Among the experts who presented the case against PFAS in Rome last week was Graeme Day, the fire safety manager for London Heathrow Airport. Airports are among the biggest users of firefighting foam, along with military bases—both use the foams in drills. London Heathrow, one of the world’s biggest airports, has phased out PFOS foam from its firefighting supplies, Miller said. The committee removed the exemption for firefighting foams this time.

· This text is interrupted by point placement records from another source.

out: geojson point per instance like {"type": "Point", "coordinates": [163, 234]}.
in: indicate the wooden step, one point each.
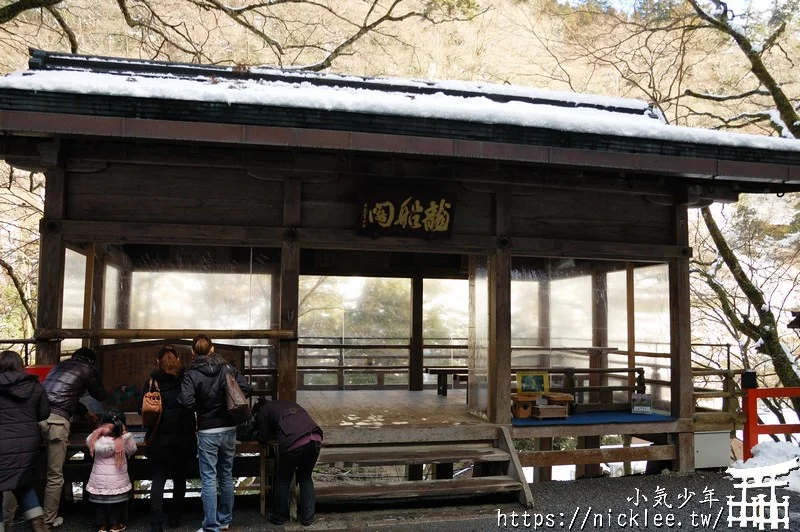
{"type": "Point", "coordinates": [427, 489]}
{"type": "Point", "coordinates": [411, 454]}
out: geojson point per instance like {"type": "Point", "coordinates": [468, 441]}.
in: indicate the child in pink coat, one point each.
{"type": "Point", "coordinates": [109, 486]}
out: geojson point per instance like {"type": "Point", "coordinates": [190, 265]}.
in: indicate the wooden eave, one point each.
{"type": "Point", "coordinates": [28, 113]}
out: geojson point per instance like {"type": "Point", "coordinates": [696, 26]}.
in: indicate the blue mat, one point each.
{"type": "Point", "coordinates": [592, 418]}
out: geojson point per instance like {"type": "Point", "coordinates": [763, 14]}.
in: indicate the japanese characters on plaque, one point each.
{"type": "Point", "coordinates": [425, 214]}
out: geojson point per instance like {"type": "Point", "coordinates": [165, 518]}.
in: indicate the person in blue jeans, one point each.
{"type": "Point", "coordinates": [299, 441]}
{"type": "Point", "coordinates": [203, 390]}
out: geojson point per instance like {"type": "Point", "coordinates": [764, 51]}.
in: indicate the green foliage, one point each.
{"type": "Point", "coordinates": [453, 8]}
{"type": "Point", "coordinates": [656, 10]}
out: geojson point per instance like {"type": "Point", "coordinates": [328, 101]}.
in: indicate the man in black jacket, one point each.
{"type": "Point", "coordinates": [299, 441]}
{"type": "Point", "coordinates": [65, 385]}
{"type": "Point", "coordinates": [203, 390]}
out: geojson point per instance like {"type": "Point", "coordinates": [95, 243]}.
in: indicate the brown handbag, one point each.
{"type": "Point", "coordinates": [151, 406]}
{"type": "Point", "coordinates": [235, 400]}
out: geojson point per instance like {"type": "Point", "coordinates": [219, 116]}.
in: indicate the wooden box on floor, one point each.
{"type": "Point", "coordinates": [549, 411]}
{"type": "Point", "coordinates": [521, 405]}
{"type": "Point", "coordinates": [561, 399]}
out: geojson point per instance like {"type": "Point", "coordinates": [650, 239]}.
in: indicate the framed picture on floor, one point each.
{"type": "Point", "coordinates": [532, 382]}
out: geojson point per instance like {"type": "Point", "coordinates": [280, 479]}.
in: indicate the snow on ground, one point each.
{"type": "Point", "coordinates": [771, 453]}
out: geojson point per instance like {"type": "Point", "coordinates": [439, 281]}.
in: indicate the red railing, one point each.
{"type": "Point", "coordinates": [752, 428]}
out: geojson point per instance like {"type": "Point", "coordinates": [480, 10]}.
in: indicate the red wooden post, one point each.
{"type": "Point", "coordinates": [750, 436]}
{"type": "Point", "coordinates": [751, 426]}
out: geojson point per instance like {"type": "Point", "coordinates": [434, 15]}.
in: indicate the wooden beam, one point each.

PFOA still being produced in China

In 2015, after negotiations with the US Environmental Protection Agency, Dupont and seven other companies agreed to stop producing PFOA in the US. The move came about a decade after an unusual number of cases of cancer in a West Virginia town sparked a class-action suit against Dupont, and shed light on what turned out to be the US’s first PFOA drinking water crisis.

But even though no more PFOA is being produced in the country, the chemical lives on, leaching into the ground from industrial waste sites. The drinking water crises keep piling up. PFOA and PFOS are likely contaminating the water supplies of tens of millions of people in the US. PFAS contamination cases outside the US—particularly in Australia—are also beginning to emerge.

But as Sharon Lerner at the Intercept reported, when production dried up in the US, it skyrocketed in China. There, plants produce thousands of pounds of PFOA a day.